Look at the list of endorsements and defections. The national-security establishment broke with Trump, but they aren't running for anything. Others look safe in their seats without a seatbelt. Maine's senior Republican Senator, Susan Collins, who this week said she wouldn't be voting for Trump in morally serious language, is from a comparatively moderate state where she was soundly re-elected in 2014 and is a favorite to win the governorship should she decide to run for it in 2018.

Contrast that with Sen. Kelly Ayotte's predicament in nearby New Hampshire, where Trump won a resounding victory in February. Ayotte is seeking a second term and is extremely vulnerable. She is running almost neck-and-neck against her opponent, Governor Maggie Hassan, who has high favorables for turning around the economy and accepting Medicaid expansion dollars to fight an opioid epidemic.

Ayotte has broken with conservatives a few times on clean power and paid sick leave, but she's had to defend votes to defund Planned Parenthood, reject new gun background checks and repeal Obamacare. She also is having to defend her refusal to vote on President Barack Obama's Supreme Court nominee.

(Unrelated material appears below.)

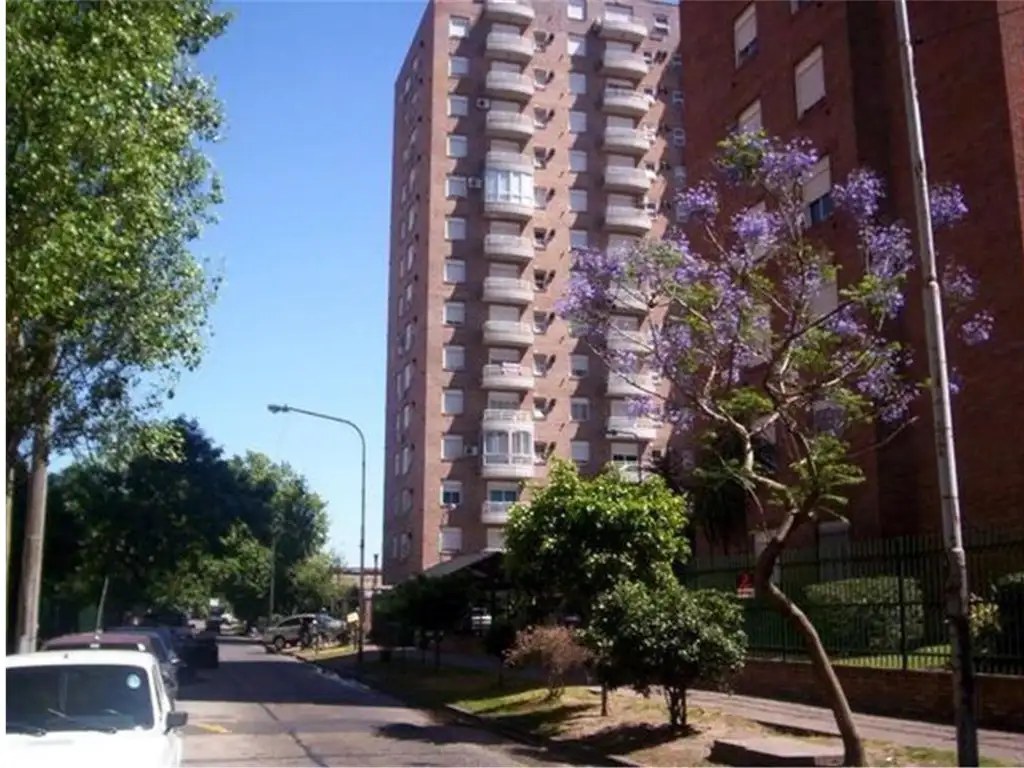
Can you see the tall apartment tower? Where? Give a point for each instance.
(522, 130)
(830, 72)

Ayotte likes Trump about as much as finger-wagging Olympic star Lily King likes her doped-up Russian competitors, but she can't say so. Instead, in a whisper, Ayotte says she will vote for Trump but not endorse him. Or maybe it's the other way around. Whatever helps.

The drama in New Hampshire is nothing compared to the thriller in Arizona, where five-term Sen. John McCain, the party's nominee in 2008, is being challenged in the state's Aug. 30 primary by state senator, osteopath and mini-Trump Kelli Ward.

The party fears that McCain, who beat back a challenge in 2012 by declaring he would "complete the danged fence," could be Cantored, meaning surprised by an unknown tea party-ish challenger, as happened to former House Majority Leader Eric Cantor of Virginia.

To stave off Ward, McCain swallowed his manhood. He supports Trump despite repeated attacks where it hurts — on McCain's heroism (and that of all POWs) — by the non-veteran with five deferments, who also questions McCain's devotion to veterans. That may energize the Hispanic vote against arch-conservative Ward, who favors Trump's wall so much she's offered to pour the "mortar on the border."

After McCain criticized Trump for demeaning the parents of a fallen Muslim soldier, Trump tormented the senator. But Trump ultimately endorsed McCain by reading, like a hostage, a bloodless statement on a card. The free-wheeling candidate who regaled the press corps with apostasies on the Straight Talk Express now tells reporters to drop the subject.

McCain's general-election opponent is Democrat Ann Kirkpatrick, an attorney who gave up a House seat to run for the Senate. She has a simple message: McCain is no longer a maverick. If he won't stand up to Trump, how will he stand up for Arizonans? McCain is pounding on the center-right Kirkpatrick's soft spots, including her support for the Iran nuclear deal and Obamacare.

McCain will likely win his primary, but a victory in the general depends on whether Latinos, who may save him against a Trumpian in the primary, punish him in the general.

The most surprising and heartbreaking example of a strategic Trump endorsement is the announcement by George P. Bush, the Texas Land Commissioner and son of Jeb, that he will support the candidate who beat his father in the primaries.

Has any Bush — or politician — suffered more than Jeb? First George W., the party-boy Bush, wins a governorship and later the presidency that the responsible younger brother was supposed to win, a turn of events that Mother Barbara Bush marveled over. Then Jeb loses a primary in which Trump ridiculed him as low-energy, soft on Mexicans (because he was married to one) and in need of his Mommy to save him in South Carolina. And now this.

Like Ryan, young George P. Bush has his eyes on a bigger prize than family loyalty. He wants to follow Uncle George's footsteps into the Texas governor's mansion.

Politics is sometimes about principle but first it is about politics.